Mr. Continetti is the author of two books: “The Persecution of Sarah Palin: How the Elite Media Tried to Bring Down a Rising Star” (Sentinel, 2009) and “The K Street Gang: The Rise and Fall of the Republican Machine” (Doubleday, 2006).
He has a BA in history from Columbia University.
James Piereson is a Manhattan Institute senior fellow and president and trustee of the William E. Simon Foundation. During 1985–2005, he was executive director and trustee of the John M. Olin Foundation. Previously, Piereson served on the political science faculties of Iowa State University, Indiana University, and the University of Pennsylvania, where he taught government and political thought. He serves on the boards of the Pinkerton Foundation, Thomas W. Smith Foundation, Center for Individual Rights, Philanthropy Roundtable (where he was chairman, 1995–99), Foundation for Cultural Review (as chairman), American Spectator Foundation, Hoover Institution, and DonorsTrust.
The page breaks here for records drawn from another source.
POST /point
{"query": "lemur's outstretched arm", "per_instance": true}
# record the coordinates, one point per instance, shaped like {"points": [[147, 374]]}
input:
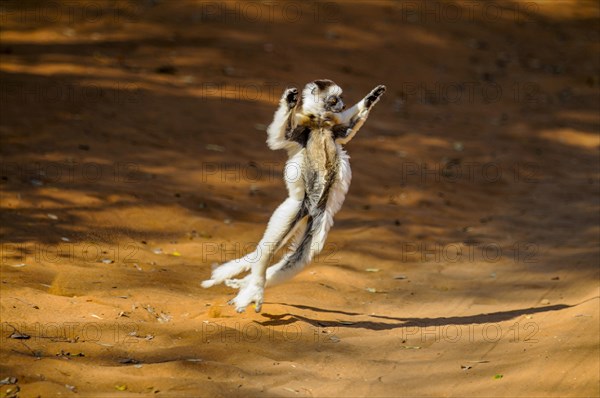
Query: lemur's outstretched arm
{"points": [[352, 119], [283, 122]]}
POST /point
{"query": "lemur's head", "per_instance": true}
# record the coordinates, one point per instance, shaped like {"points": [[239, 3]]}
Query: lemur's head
{"points": [[322, 96]]}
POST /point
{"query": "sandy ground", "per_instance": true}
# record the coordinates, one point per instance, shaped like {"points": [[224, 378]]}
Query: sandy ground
{"points": [[463, 263]]}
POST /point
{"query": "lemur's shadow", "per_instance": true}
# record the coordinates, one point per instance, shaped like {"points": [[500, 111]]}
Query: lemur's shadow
{"points": [[494, 317]]}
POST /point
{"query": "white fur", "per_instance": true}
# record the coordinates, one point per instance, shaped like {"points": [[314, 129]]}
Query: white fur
{"points": [[280, 229]]}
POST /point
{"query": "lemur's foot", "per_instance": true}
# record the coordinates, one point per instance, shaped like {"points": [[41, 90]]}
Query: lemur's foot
{"points": [[251, 291], [291, 97], [224, 272], [374, 96]]}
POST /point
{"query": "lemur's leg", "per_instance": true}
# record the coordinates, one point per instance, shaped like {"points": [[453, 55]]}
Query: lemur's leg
{"points": [[307, 247], [352, 119], [282, 123], [280, 226]]}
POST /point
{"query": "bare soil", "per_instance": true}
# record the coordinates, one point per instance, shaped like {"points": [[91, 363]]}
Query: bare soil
{"points": [[464, 261]]}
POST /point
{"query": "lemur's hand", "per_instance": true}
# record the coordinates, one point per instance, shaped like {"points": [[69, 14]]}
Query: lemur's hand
{"points": [[374, 96], [290, 96]]}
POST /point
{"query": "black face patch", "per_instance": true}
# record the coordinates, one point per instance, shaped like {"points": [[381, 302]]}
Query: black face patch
{"points": [[323, 84]]}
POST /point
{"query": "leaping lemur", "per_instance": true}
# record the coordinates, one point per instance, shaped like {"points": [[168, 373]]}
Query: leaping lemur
{"points": [[312, 128]]}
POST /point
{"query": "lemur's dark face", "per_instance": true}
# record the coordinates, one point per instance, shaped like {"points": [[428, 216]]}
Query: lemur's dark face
{"points": [[334, 103], [324, 95]]}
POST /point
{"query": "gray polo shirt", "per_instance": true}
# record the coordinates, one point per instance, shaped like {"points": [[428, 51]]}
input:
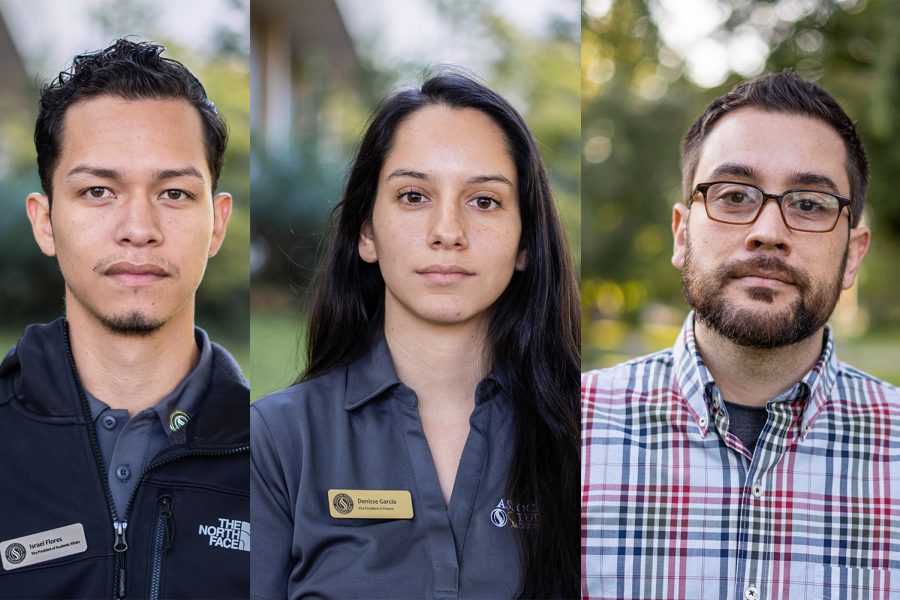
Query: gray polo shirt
{"points": [[129, 444], [358, 428]]}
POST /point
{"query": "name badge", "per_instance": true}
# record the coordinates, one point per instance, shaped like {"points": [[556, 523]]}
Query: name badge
{"points": [[370, 504], [43, 546]]}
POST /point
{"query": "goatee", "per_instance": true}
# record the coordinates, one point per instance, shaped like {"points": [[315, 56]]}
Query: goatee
{"points": [[759, 327]]}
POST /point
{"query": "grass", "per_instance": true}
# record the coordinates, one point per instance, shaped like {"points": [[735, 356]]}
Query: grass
{"points": [[275, 360]]}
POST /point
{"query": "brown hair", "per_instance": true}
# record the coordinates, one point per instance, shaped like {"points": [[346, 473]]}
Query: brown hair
{"points": [[784, 92]]}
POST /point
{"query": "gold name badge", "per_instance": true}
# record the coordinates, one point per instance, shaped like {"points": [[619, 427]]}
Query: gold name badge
{"points": [[370, 504]]}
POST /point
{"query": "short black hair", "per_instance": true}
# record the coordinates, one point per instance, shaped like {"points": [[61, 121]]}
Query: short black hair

Dan McCarthy is vice president for the Collegiate Network at the Intercollegiate Studies Institute and editor of ISI’s journal Modern Age. He is responsible for the ISI’s college journalism programs, which support independent campus publications and provide internships and fellowships to outstanding student reporters, writers, and editors. He has an extensive background in journalism, including as a columnist for The Spectator and past editor of The American Conservative. His writing has also appeared in the New York Times, USA Today, The National Interest, First Things, Reason, and a wide range of other publications. Before coming to ISI, he was director of the Robert Novak Journalism Fellowship Program at The Fund for American Studies. He is a graduate of Washington University in St. Louis (where he edited a Collegiate Network paper) and lives in Alexandria, Virginia.